I had the opportunity to talk a little bit with Dirk Riehle at LinuxTag about business models, collaboration and infrastructures, and one of the arguments was about software forges, like SourceForge or GForge. I would like to provide a little bit of overview of our discussion, along with my reasoning about the future of such forges.

First of all, I am a strong believer in the idea that forges were one of the important elements for the maturation and creation of a large scale market of users and developers of open source; forges provided free, simple and no-cost infrastructure for the basic necessities of a project, like file storage, CVS, mailing lists and so on. In this sense, forges also helped in discovering software, by providing basic taxonomies of software code, and comprehensive search facilities.

But two main aspects are in my opinion reducing the potential of forges for recent projects, namely distributed development and information dissemination. One of the important evolutions in code development has been the widespread adoption of distributed version control, through Git, Bazaar, Mercurial and (to a lesser extent) other minor solutions. Git, for example, substantially increased the productivity of projects like Wine, and provide a good management framework for large scale development by nearly independent group, like in the case of the Linux kernel.

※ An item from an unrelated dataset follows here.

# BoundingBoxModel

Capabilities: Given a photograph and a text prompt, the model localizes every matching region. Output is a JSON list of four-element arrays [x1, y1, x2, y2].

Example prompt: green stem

The other aspect is related to information dissemination: what happens to a project is lost between bug tracking, mailing lists, forum (why the replication of features? how to find if something was already solved in some other place?); projects are difficult to interact one with the other, with the impossibility of tracking evolution of one project from another without passing from one person in the middle subscribed to both. And, as Dirk graciously conceded, managing or adapting a forge is a real nightmare :-) I remember our past work in the Spirit forge (a healthcare-oriented forge, that used digital certificates to authenticate and sign code entered in the platform) and still got the shivers.

For this reason, I believe that future forges will be structurally different from the current ones: they will be based on small, efficient pieces, for example a central Git repo, that is enhanced by external modules that subscribe to modifications in the code stream and provide this information to higher-level applications, that for example produce graphs or link each atomic action to a wiki or tracking system. By moving things from a monolithic tool to loosely coupled pieces, we can end up with something that is more “facebook-like” than forge like, with individual apps that provide for example code quality services (like Sonar) or visualization services. I am a strong believer in a publish-subscribe mechanism for this, for example through XMPP, because it allows to solve easily the problem of how to track strongly coupled projects. For example, if my code is dependent on an external project I can subscribe to its own code announcement strams, or issue streams, since the same issues will probably apply to my code as well; this without an explicit interaction, and with the opportunity to link issues to individual actions (commits, reports, etc.) that remain valid even if I fork the library, or act independently on modifications that will eventually be merged in a single tree. I believe that in the future the number of strong or weak coupling will increase, and this will seriously limit the capabilities of current forges.